Most afternoons we meet up with the local kids for a game of soccer on the local field. The Italian kids are extremely talented at soccer. I spent my entire childhood playing outside with my neighbors, but now I don’t see as many kids spending their afternoons outside in American, so that is something that is good to see again. Playing soccer is also a fun way to break down the language barrier; instead, we get to talk with our feet for a few hours!
The second night with my family, we went to their cousin’s third birthday party two towns away. It was the typical Italian family dinner like you see in movies. There were about twenty family members in attendance, the conversations consisted of multiple simultaneous conversations being yelled across the table, and they served an overbearing amount of food. It was actually pretty comedic just to observe the conversation, which was the only thing I could do, given I can’t understand the dialect. Everyone was extremely welcoming, and I instantly felt a part of the family.
The next night, there was a parade for the Turin soccer team, Juventus, on the main road in Rogliano. Although they have not won the championship yet, the way Italian soccer works, it will be impossible for them to not win, so everyone started celebrating early. Anyone could be in the parade; it consisted of cars full of dedicated fans driving up and down the street waving flags out of their decked out cars. Everyone was honking and blowing horns and running around with torches – it was quite a sight! My brother was even a part of the parade in a car with all of his friends. The parade ended with a fireworks finale. It was cool to see such a small town have so much pride for their favorite team. They are some devoted fans!
Friday, we had a class field trip to the city of Cosenza, the second biggest city in the region of Calabria. The mayor was there to greet us, along with other people who help organize our program. They even held a welcoming press conference in the city hall. After a tour of the rest of the site, we were given the choice to stay in the city for the rest of the afternoon, so my friends and I took advantage of this to shop and have lunch.

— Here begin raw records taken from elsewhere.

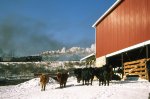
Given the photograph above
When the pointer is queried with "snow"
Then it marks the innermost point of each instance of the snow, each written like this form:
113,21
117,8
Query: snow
117,90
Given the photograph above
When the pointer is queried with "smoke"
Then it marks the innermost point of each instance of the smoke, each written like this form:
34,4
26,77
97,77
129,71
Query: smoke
25,36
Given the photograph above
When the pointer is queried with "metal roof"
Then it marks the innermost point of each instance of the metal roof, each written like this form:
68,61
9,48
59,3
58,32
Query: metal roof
110,9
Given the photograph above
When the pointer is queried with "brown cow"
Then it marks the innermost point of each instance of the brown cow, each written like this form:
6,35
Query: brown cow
62,78
44,79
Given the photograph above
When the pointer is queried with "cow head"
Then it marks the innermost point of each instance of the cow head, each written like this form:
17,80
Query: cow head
77,73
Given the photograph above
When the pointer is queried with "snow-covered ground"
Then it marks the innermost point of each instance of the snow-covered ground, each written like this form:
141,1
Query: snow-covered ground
116,90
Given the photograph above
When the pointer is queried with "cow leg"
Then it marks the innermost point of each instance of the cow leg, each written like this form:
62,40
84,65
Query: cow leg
82,82
105,83
65,84
91,81
44,86
99,82
108,82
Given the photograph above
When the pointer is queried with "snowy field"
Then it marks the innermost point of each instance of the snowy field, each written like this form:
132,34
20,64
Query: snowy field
117,90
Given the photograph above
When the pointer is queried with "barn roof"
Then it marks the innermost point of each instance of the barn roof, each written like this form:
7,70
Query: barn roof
107,12
89,56
129,48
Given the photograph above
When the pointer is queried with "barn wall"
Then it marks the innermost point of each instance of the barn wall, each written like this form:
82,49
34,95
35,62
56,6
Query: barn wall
127,25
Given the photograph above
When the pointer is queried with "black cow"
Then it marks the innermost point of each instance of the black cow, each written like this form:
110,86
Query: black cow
104,74
62,78
85,74
77,73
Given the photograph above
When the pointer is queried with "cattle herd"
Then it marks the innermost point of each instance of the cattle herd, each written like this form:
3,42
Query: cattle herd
86,75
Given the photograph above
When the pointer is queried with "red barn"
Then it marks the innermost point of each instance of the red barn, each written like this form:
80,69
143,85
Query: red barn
123,32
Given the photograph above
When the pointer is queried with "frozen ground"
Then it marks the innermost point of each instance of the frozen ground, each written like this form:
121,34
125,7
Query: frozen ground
117,90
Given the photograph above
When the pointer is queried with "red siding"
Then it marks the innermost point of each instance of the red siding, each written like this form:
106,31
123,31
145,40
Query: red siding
126,25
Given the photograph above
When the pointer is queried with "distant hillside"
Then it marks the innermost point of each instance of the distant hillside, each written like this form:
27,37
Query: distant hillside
71,54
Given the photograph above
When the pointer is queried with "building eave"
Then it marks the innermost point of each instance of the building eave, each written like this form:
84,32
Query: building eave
129,48
84,58
105,14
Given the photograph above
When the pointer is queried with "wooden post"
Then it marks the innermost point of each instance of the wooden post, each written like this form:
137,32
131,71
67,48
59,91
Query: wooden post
147,51
148,71
122,64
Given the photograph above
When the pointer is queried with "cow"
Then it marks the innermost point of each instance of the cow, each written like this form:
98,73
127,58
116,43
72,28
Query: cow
104,74
77,73
84,74
62,78
44,79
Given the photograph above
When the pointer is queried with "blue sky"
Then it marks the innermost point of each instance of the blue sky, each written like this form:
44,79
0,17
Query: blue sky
32,26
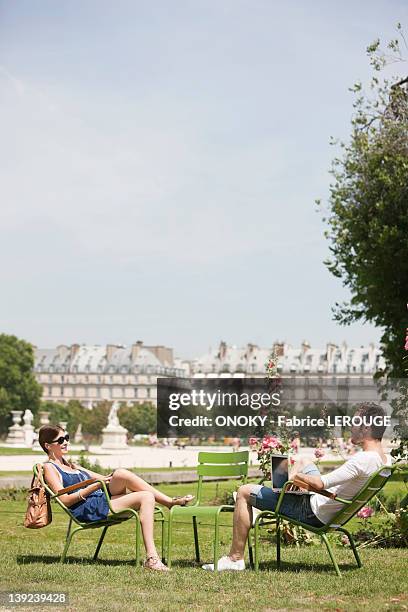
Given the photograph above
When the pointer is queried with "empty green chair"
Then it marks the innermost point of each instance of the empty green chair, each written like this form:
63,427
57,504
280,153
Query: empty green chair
215,465
373,485
114,518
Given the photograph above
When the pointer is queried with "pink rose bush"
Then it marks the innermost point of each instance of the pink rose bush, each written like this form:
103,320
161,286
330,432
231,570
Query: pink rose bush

When we returned back to Marzi, my friend Kayln’s family hosted a big dinner for our friends and our professors. There was so much amazing good food, and it just kept coming; I had to say “mo schattu” multiple times! Towards the end of the dinner, my professor, Ruggero, brought out his guitar and played and sang songs for us. This was truly a happy moment – eating an amazing dinner under the stars in Italy, simply enjoying each other’s company and happy music. I don’t think it can get any better than that.